Singapour instaure de nouveaux types d'infractions liées aux drogues, sanctionnées par des peines prolongées

Source: Hédi Benyounes

Le 15 janvier, le Parlement de Singapour a fait adopter un amendement à la loi sur l'usage irrégulier des drogues, introduisant une série de nouveaux types d'infraction.

Une fois les amendements définitivement adoptés, fournir à un tiers toute sorte d'information relative à la consommation, la production ou la vente de produits stupéfiants sera considéré comme illicite. La peine encourue atteindra un maximum de 10 ans d'emprisonnement lors de la première condamnation, sans pallier minimum. Cependant, une seconde condamnation pour des faits similaires sera sanctionnée par une peine d'au minimum deux ans d'emprisonnement.

La pénalisation de la diffusion et/ou la publication d’informations concernant la « marche à suivre des activités liées aux stupéfiants » constitue un nouveau type d'infraction similaire, sanctionnée par jusqu'à cinq ans de prison et 10 000 dollars d'amende.

Ces nouvelles dispositions pénales pourraient faire tomber dans la criminalité les personnes prodiguant des informations quand à la réduction des risques lors de la prise de drogue, et par là même empêcher les usagers d'avoir accès à d'importantes informations quand aux dosages, à la transmission de maladies infectieuses, et la réduction du risque d'overdose.

Pour justifier l'adoption de ces amendements, le ministre de l'Intérieur et de la Justice, K. Shanmugam, a déclaré :

« En supposant que le contrevenant n'a pas connaissance des intentions du destinataire de s'engager dans des activités liées aux drogues.
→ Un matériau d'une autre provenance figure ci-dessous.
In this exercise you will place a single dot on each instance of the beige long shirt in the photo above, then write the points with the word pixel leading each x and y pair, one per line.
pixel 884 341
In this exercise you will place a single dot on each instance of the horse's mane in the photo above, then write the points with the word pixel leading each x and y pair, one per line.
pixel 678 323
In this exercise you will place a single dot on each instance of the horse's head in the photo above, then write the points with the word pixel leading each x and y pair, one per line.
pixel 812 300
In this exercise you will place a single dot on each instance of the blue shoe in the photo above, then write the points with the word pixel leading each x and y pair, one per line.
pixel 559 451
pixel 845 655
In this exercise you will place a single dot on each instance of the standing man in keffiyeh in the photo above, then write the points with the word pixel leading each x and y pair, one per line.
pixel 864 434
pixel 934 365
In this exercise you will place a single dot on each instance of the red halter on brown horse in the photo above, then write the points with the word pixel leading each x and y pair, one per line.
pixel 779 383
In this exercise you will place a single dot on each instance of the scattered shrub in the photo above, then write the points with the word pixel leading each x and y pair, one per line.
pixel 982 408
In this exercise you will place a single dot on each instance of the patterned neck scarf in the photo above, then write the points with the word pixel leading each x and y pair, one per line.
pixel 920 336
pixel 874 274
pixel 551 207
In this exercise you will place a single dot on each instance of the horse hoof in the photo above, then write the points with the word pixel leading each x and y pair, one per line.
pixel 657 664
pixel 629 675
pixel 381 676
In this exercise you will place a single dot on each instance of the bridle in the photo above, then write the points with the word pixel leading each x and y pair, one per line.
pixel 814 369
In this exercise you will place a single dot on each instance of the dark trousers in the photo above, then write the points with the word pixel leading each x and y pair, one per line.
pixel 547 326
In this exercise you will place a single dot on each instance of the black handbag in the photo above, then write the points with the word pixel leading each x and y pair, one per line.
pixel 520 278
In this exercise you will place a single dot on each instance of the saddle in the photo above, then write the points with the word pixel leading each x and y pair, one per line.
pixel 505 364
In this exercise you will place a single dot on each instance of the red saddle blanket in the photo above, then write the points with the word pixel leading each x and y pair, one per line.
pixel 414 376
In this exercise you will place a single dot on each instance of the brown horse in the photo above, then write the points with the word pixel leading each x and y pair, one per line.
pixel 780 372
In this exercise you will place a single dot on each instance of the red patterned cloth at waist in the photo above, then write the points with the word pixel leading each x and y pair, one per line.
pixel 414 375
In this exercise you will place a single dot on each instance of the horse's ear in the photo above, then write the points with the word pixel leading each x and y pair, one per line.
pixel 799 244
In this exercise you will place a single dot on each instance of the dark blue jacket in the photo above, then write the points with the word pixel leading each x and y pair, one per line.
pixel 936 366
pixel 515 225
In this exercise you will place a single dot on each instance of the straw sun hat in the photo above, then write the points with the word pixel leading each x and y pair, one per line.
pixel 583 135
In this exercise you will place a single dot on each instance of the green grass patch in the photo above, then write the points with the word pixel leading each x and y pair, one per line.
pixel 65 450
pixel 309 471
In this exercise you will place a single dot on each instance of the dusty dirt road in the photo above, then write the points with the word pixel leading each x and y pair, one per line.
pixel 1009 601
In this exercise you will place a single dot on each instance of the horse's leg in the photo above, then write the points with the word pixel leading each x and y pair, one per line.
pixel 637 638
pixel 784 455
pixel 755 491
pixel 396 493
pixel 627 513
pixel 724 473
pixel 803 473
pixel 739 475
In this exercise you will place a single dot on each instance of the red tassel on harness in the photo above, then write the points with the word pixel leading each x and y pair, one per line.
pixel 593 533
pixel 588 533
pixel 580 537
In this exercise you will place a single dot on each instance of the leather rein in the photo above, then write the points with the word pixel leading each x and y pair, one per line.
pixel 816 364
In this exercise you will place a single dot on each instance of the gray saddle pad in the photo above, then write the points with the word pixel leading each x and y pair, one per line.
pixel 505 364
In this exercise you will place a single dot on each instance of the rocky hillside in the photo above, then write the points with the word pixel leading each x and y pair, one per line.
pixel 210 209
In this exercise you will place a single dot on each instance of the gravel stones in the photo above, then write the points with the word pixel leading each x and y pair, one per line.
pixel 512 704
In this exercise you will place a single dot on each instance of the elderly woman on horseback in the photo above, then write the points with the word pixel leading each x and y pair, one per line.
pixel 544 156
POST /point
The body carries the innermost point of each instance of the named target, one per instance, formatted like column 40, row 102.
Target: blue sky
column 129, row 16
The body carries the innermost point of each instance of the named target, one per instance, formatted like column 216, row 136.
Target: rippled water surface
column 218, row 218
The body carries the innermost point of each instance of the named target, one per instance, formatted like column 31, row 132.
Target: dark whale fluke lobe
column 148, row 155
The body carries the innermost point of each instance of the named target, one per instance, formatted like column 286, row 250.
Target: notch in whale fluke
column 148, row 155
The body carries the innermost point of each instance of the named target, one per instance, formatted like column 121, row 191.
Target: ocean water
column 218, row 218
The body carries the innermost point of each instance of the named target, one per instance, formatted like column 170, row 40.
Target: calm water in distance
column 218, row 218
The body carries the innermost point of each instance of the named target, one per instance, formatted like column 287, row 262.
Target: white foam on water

En définitive, le contrevenant a tout de même causé des dégâts. Il a diffusé des informations quand au fonctionnement des activités liées aux produits stupéfiants. »
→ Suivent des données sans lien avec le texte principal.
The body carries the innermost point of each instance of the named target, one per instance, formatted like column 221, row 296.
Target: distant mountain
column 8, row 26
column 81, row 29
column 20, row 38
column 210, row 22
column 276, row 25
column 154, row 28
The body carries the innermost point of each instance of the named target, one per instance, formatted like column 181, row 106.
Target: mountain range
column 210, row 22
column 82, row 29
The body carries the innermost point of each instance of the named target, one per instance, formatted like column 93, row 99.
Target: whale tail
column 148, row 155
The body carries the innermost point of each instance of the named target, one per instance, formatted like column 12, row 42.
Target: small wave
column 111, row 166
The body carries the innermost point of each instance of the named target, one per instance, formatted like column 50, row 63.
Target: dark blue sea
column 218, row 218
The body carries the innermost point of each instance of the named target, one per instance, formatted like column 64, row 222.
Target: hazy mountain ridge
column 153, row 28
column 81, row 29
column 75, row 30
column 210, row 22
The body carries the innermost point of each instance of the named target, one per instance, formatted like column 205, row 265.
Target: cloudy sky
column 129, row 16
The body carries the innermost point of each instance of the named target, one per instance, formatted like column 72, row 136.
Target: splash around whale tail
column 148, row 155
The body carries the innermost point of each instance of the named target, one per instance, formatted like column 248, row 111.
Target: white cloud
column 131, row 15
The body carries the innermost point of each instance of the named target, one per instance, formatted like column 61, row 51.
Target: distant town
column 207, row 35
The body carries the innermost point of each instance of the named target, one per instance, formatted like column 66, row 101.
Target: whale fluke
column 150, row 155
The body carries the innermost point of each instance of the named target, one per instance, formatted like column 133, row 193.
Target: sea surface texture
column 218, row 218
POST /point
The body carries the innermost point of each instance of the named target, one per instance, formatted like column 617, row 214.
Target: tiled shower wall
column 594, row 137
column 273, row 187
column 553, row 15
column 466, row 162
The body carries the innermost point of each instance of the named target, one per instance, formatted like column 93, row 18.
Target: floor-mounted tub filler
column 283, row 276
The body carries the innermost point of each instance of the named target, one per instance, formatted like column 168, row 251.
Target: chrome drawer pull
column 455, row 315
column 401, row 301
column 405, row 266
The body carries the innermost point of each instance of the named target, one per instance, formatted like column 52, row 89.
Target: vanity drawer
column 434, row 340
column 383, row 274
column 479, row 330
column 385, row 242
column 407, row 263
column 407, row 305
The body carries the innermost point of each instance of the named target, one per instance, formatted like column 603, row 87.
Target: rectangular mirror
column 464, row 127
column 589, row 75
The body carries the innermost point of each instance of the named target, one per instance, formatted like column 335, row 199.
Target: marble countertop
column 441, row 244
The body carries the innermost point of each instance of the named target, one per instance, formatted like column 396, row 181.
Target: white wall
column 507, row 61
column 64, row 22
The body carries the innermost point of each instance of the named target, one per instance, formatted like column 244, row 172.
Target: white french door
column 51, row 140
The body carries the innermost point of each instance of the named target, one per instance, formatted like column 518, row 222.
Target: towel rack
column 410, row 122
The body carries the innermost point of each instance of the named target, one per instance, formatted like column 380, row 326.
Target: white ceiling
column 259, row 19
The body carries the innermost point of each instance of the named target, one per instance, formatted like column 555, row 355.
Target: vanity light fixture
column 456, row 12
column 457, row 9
« Cela peut couvrir toute une série de comportements, de l'irresponsabilité – comme par exemple poster des informations sur la fabrication des drogues sur les réseaux sociaux, à la vue de tous -, jusqu'à la malveillance objective – comme influencer et introduire ses amis à prendre des drogues. Nous devons faire en sorte de mettre fin à ce type de comportements. »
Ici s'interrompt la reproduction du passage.